Drowning Prevention

Every year around 52 people drown in Switzerland alone, around five of them children between the ages of 0 and 9. In addition, around 25 children suffer severe, permanent brain damage after a drowning accident. Drowning is the second most common accidental death in children under the age of 5!

Unfortunately, media articles often add attention-grabbing reports to misrepresentation and misunderstandings. I would like to clarify that in the following.


Did you know that

It happens that an adult watches a drowning child and has no idea what is happening?
a child sinks to the bottom in water and can drown in 20 seconds?
a child loses consciousness after 2 minutes at the latest and that brain damage occurs after about three minutes due to lack of oxygen?
most drowning children were “only briefly” left out of sight of the caregiver?
90% of accidents caused by drowning children occur within 10 meters of the supervisor, but when children are temporarily unattended?
Most fatal swimming accidents happen in private swimming pools and biotopes?
Babies and toddlers under 3 years of age are the most likely to drown in the bathtub at home?
Children under the age of three can drown in very shallow water only 5cm deep? Think of the bird bath in the garden, paddling pool or a small bucket with water lilies.
Children under 5 years of age are most at risk?
Autistic children have an increased risk of drowning in water because they like to “wander around”?
Youngsters drowning because they overestimate their own limits and underestimate the dangers and risks?
Teen drowning accidents are often associated with drugs and alcohol and in natural water?
Are ponds, rivers and streams the most dangerous places? Half of all children who have drowning accidents there die.

But most importantly:

No hectic emergence, no gasping for air, no cry for help, no wild rowing and splashing of arms.

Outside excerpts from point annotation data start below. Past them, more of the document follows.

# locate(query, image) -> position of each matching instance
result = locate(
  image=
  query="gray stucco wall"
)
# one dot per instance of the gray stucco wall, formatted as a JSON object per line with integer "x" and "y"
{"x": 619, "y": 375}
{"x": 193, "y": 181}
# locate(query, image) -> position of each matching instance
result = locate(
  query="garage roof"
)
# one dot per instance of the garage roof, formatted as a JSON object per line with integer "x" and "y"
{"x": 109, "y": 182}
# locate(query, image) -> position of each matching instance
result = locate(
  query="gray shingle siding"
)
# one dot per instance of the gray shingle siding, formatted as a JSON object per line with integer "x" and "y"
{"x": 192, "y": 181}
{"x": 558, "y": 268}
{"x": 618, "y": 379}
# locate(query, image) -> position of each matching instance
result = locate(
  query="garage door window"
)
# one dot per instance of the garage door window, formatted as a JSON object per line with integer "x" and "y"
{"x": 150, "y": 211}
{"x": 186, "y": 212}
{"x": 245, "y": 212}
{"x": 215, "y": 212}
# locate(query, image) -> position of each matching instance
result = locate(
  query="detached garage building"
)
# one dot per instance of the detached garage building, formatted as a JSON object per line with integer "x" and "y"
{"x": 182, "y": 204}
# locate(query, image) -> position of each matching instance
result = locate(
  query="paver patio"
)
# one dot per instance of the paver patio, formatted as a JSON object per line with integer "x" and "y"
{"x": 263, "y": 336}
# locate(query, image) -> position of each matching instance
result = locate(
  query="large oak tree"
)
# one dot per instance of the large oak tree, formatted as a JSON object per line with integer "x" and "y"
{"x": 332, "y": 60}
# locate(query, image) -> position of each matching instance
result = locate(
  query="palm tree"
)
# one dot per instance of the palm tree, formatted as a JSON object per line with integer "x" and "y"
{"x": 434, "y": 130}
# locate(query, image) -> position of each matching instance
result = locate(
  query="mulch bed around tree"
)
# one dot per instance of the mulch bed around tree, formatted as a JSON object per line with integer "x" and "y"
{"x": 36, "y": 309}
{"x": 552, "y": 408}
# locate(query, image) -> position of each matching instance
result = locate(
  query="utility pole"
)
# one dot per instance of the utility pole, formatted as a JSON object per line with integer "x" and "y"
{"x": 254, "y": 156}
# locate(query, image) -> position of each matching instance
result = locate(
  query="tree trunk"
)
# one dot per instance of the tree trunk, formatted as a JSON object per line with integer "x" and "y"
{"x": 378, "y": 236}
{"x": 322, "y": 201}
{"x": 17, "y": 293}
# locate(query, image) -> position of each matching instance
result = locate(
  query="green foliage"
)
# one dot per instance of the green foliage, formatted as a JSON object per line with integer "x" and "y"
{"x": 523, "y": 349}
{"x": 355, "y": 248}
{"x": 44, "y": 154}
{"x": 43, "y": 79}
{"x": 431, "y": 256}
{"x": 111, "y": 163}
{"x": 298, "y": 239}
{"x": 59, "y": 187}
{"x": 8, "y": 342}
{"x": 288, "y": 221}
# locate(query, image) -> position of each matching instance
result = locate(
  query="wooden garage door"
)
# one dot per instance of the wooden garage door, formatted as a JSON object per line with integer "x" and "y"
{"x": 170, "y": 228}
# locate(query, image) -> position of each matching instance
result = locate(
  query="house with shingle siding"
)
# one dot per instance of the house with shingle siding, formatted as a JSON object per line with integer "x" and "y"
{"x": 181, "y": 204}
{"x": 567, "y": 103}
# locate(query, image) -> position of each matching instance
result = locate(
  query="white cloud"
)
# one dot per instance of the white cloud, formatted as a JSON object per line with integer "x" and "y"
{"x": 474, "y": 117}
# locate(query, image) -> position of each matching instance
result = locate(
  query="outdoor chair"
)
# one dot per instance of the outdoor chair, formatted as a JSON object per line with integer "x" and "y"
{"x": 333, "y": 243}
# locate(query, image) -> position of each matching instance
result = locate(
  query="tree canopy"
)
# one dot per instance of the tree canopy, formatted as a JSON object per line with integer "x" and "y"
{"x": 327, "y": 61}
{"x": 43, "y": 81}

Therefore, NEVER LEAVE YOUR CHILD UNATTENDED IN OR NEAR WATER! Drowning in young children can be prevented! ⁠

In the popular media, prevention is unfortunately rarely placed in the foreground, but almost exclusively two special emergencies (although both are very rare and only account for 1 to 2% of all drowning accidents). I mean that

  • secondary drowning and that
  • dry drowning

In secondary drowning, the lungs have a delayed reaction. Liquids that get into the lungs cause inflammatory reactions and oedema there. A person suffocates from lack of oxygen.

To be clear, secondary drowning does not happen to a child who is perfectly fine after falling into the water. It happens to those who drowned and had serious signs and needed to be resuscitated. And EVERY drowning victim rescued needs professional medical attention. ⁠

Signs of “secondary drowning” that should prompt a quick medical visit are: A child (or adult) starts coughing again after hours or days, complains of chest pain, vomiting, has difficulty breathing, or appears apathetic.

Dry drowning is a shock reaction of the body. Because of their disproportionately large head, children easily lose their grip. If the head falls into the water, the glottis closes in the throat and makes breathing impossible. The lock is like a spasm that won’t go away on its own. The child can suffocate – even in the smallest puddle!


Checklist Prevention Tips

  • NEVER leave a toddler unattended – neither in the bathtub, in the paddling pool nor in any other body of water.
  • If you have to leave your child, make sure that another adult is responsible for your child and that this person understands their responsibility. The same applies if you are in a group of adults: one person has to be responsible and control the child (s) CONSTANTLY!
  • The lifeguard in the swimming pool is not responsible for your child. That’s your job! So …PUT DOWN YOUR MOBILE PHONE! Cell phone distraction is just dangerous when around the water with young children.
  • Buoyancy aids are NOT a substitute for supervision, they are no guarantee against drowning.
  • Register your child as early as possible for water habituation and swimming lessons. In this way, they get to know the dangers of water and understand how to behave when dealing with water. And it learns that it can keep afloat with movement.
    Parent-baby swimming lessons are safe. Personally, I am not a fan of diving the children underwater, which some swimming instructors encourage or even ask parents to do. I’ve never done that with my own children, and I believe that with a lot of babies it’s an unreasonable one.
  • Always cover and / or fence your swimming pool and paddling pool when it is not in use. The same goes for a garden pond.
  • When playing near open water, children should always wear a life jacket.
  • Teach your teen never to jump into unfamiliar water. And also not be allowed to encourage his friends to do so. Educate your teen about the risk of drowning AND the risk of spinal injuries. Show you the Paraplegic Foundation website so that he can see the link.

Even if it is important to get children used to water at an early age, most children do not learn to swim properly until they are around five years old.

Even if your child can already swim, pale vigilant. Especially in cold water, swell or strong currents, children quickly reach their limits. Only from the age of about 10 and with a lot of practice is a child relatively safe in swimming and assessing dangers.